A partir de maio passado escorregava e caía facilmente, evitava deitar-se. Eu o surpreendia cochilando de pé. Ao deitar ou levantar, gritava. Latia aparentemente sem motivo, principalmente à noite. A radiografia confirmou minha suspeita de problemas de coluna: tinha bico de papagaio e duas hérnias de disco, além de dois cistos palpáveis. Iki, o sofredor. Em julho, os gemidos e latidos se intensificaram – dia e noite. Só paravam à custa de antiinflamatórios, paracetamol, predinisona e… minha presença. Não queria que eu me afastasse nem por um minuto. A conselho de veterinárias, chegou a ter a primeira sessão de acupuntura. Alívio por um dia. No seguinte as dores voltaram. Passamos os últimos dias e noites sem dormir. Nada fazia efeito. Ele e eu chegamos ao limite. Ele, da dor. Eu, da exaustão. Pedi a Deus para aliviá-lo, mas parece que não pude ser atendida. Sendo arrogante ou compassiva, decidi por Ele. O que é pior? A morte ou o inferno em vida? Não é fácil brincar de Deus.
Iki salvo por mim de morte cruel no CCZ, foi por mim levado pra morrer, da forma menos agressiva que se pode proporcionar a um ser vivo e sofrido.

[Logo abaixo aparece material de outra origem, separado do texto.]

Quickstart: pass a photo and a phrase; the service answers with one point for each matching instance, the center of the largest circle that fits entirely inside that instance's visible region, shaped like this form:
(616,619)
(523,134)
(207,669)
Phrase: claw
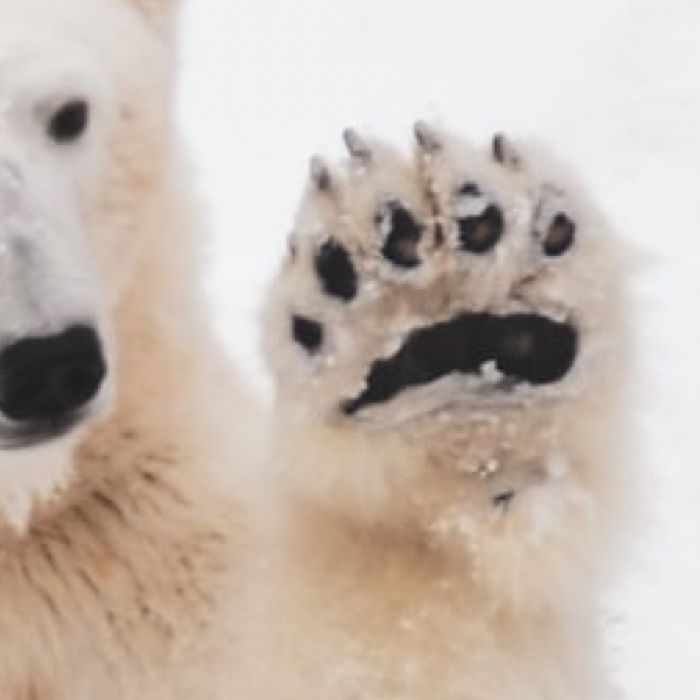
(505,152)
(426,137)
(357,146)
(320,174)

Nunca esquecerei seu olhar de total confiança em mim, entrando no carro, subindo obediente à mesa do consultório veterinário e recebendo a injeção do alívio final – aí então sob gritante reação. Desejo ardentemente não ter desapontado aquele olhar confiante. Presente e mútuo em dez anos, seis meses e três dias de convivência.